Best Credit Cards for Big Spenders

The short answer: Big spenders benefit from cards with no preset spending limit (charge cards), uncapped bonus categories, and premium cards whose credits and perks the spending easily justifies. Transferable points and business cards with high limits matter more than a single flat rate when volume is high.

Room to spend

High spenders can bump into credit limits, so cards with no preset spending limit (charge cards like the Amex Platinum and business charge cards) are valuable, since they flex with your spending rather than capping it. See charge cards vs credit cards. Business cards also tend to carry higher limits, useful for large volume.

Avoid caps, chase uncapped value

Many bonus categories cap the high rate (for example, 6 percent groceries only on the first $6,000 a year), which big spenders blow through quickly.

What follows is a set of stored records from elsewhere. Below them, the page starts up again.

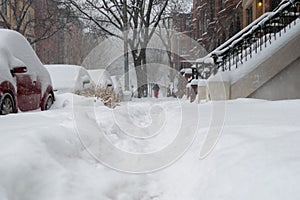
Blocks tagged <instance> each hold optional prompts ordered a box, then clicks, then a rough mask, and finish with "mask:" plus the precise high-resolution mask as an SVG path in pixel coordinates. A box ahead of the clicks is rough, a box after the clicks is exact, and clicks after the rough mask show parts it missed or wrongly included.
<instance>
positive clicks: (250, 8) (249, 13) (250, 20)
mask: <svg viewBox="0 0 300 200" xmlns="http://www.w3.org/2000/svg"><path fill="white" fill-rule="evenodd" d="M252 19H253V18H252V6H250V7H249V8H247V24H248V25H249V24H250V23H251V22H252Z"/></svg>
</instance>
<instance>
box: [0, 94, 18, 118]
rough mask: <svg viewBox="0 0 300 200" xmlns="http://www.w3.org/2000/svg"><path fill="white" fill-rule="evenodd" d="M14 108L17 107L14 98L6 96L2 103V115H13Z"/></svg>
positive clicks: (8, 95)
mask: <svg viewBox="0 0 300 200" xmlns="http://www.w3.org/2000/svg"><path fill="white" fill-rule="evenodd" d="M14 107H15V103H14V100H13V97H12V96H11V95H10V94H8V93H6V94H4V95H3V96H2V98H1V102H0V114H1V115H7V114H10V113H13V112H14V110H15V108H14Z"/></svg>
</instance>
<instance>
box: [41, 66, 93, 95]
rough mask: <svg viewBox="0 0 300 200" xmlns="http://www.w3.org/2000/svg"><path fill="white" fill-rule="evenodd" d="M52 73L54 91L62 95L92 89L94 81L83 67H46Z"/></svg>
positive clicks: (70, 66)
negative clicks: (58, 91) (91, 78)
mask: <svg viewBox="0 0 300 200" xmlns="http://www.w3.org/2000/svg"><path fill="white" fill-rule="evenodd" d="M45 67H46V68H47V70H48V71H49V73H50V76H51V79H52V82H53V88H54V90H57V91H59V92H60V93H65V92H72V93H75V92H77V91H82V90H84V89H89V88H92V86H93V84H94V83H93V81H92V79H91V77H90V75H89V73H88V72H87V70H86V69H84V68H83V67H81V66H77V65H45Z"/></svg>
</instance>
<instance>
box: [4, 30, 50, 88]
mask: <svg viewBox="0 0 300 200" xmlns="http://www.w3.org/2000/svg"><path fill="white" fill-rule="evenodd" d="M0 58H1V61H0V71H1V75H0V80H1V79H2V78H3V79H5V80H7V79H9V80H8V81H10V82H12V83H15V80H14V78H13V77H12V76H11V74H10V69H12V68H13V67H15V66H16V65H19V64H24V65H25V66H26V67H27V69H28V71H31V72H35V73H36V74H37V78H38V79H39V80H40V82H41V83H42V94H44V93H45V91H46V89H47V87H48V86H49V85H52V83H51V79H50V75H49V73H48V71H47V70H46V69H45V67H44V66H43V64H42V63H41V61H40V60H39V58H38V56H37V55H36V53H35V51H34V50H33V49H32V47H31V45H30V44H29V42H28V41H27V40H26V38H25V37H24V36H23V35H21V34H20V33H18V32H16V31H12V30H6V29H0Z"/></svg>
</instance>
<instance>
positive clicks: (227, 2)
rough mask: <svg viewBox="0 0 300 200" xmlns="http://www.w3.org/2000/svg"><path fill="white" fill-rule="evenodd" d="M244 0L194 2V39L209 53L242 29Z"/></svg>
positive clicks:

Favor cards with uncapped bonus categories or strong flat rates so the high rate applies to all your spending, and use multiple cards to extend caps where they exist.

Make premium fees trivial

At high volume, premium card fees are easy to justify: the credits, lounge access, and elite perks add up, and big welcome-bonus minimum spends are easy to hit. Concentrate on transferable points for outsized redemptions, consider tiered business-card bonuses, and treat annual fees as cheap relative to the value at scale. See best premium travel cards.

Frequently asked questions

What credit card is best for high spenders?
Cards with no preset spending limit (charge cards), uncapped bonus categories or strong flat rates, and premium cards whose credits and perks the spending justifies. Transferable points and high-limit business cards help at volume.
Do charge cards have a spending limit?
Charge cards have no preset spending limit, so the amount flexes with your spending and history rather than a fixed cap, which suits big spenders. Balances are generally due in full each month.